We All Remember That Fight About Kansas, And What Sort Of A
Fight It Was!
Kansas lies alongside of Missouri, a slave State, and
is contiguous to no other State.
If the free-soil party could, in
the days of Pierce and Buchanan, carry the day in Kansas, it is not
likely that they would be beaten on any new ground under such a
President as Lincoln. We have all heard in Europe how Southern men
have ruled in the White House, nearly from the days of Washington
downward; or if not Southern men, Northern men, such as Pierce and
Buchanan, with Southern politics; and therefore we have been taught
to think that the South has been politically the winning party.
They have, in truth, been the losing party as regards national
power. But what they have so lost they have hitherto recovered by
political address and individual statecraft. The leading men of the
South have seen their position, and have gone to their work with the
exercise of all their energies. They organized the Democratic party
so as to include the leaders among the Northern politicians. They
never begrudged to these assistants a full share of the good things
of official life. They have been aided by the fanatical
abolitionism of the North by which the Republican party has been
divided into two sections. It has been fashionable to be a
Democrat, that is, to hold Southern politics, and unfashionable to
be a Republican, or to hold anti-Southern politics. In that way the
South has lived and struggled on against the growing will of the
population; but at last that will became too strong, and when Mr.
Lincoln was elected, the South knew that its day was over.
It is not surprising that the South should have desired secession.
It is not surprising that it should have prepared for it. Since the
days of Mr. Calhoun its leaders have always understood its position
with a fair amount of political accuracy. Its only chance of
political life lay in prolonged ascendency at Washington. The
swelling crowds of Germans, by whom the Western States were being
filled, enlisted themselves to a man in the ranks of abolition.

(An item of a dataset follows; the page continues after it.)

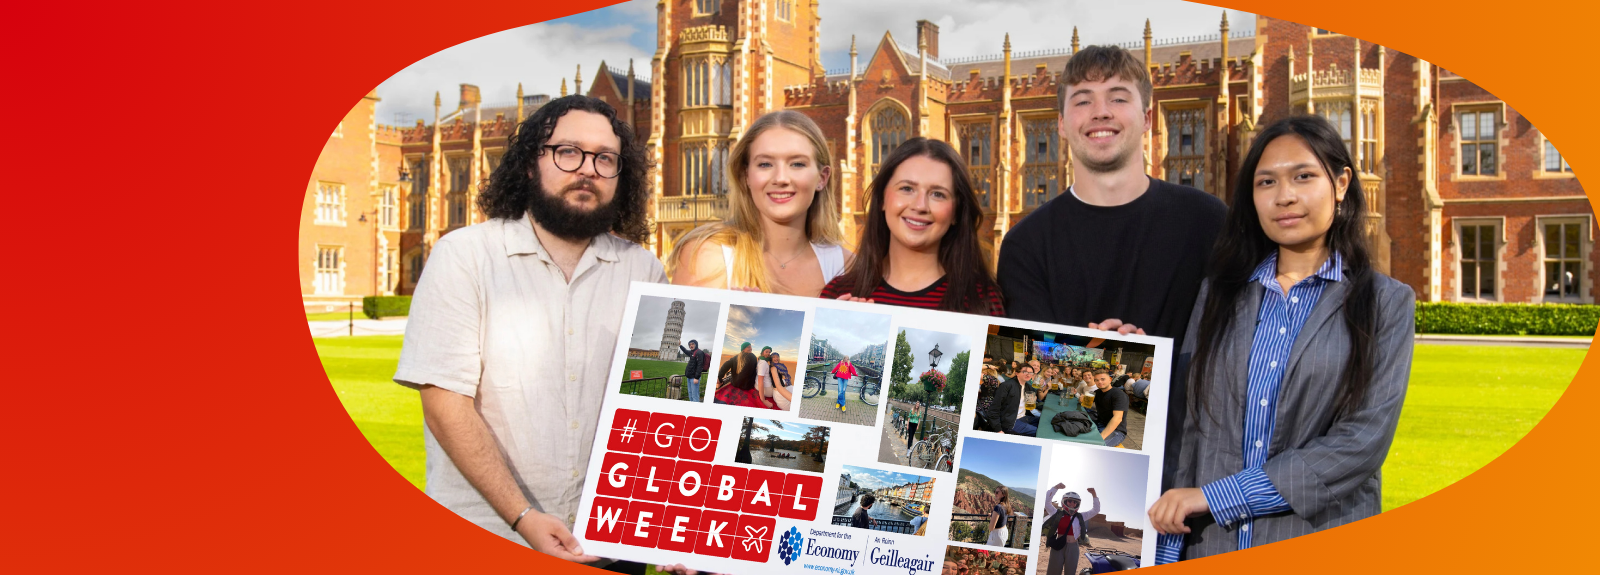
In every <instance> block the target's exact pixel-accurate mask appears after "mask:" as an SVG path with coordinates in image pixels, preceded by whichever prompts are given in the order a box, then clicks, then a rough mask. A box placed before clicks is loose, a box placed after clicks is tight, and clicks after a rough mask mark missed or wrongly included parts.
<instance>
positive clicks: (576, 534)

What was the acquisition of Texas against such hosts as these? An
evil day was coming on the Southern politicians, and it behooved
them to be prepared. As a separate nation - a nation trusting to
cotton, having in their hands, as they imagined, a monopoly of the
staple of English manufacture, with a tariff of their own, and those
rabid curses on the source of all their wealth no longer ringing in
their ears, what might they not do as a separate nation? But as a
part of the Union, they were too weak to hold their own if once
their political finesse should fail them. That day came upon them,
not unexpected, in 1860, and therefore they cut the cable.
And all this has come from slavery. It is hard enough, for how
could the South have escaped slavery?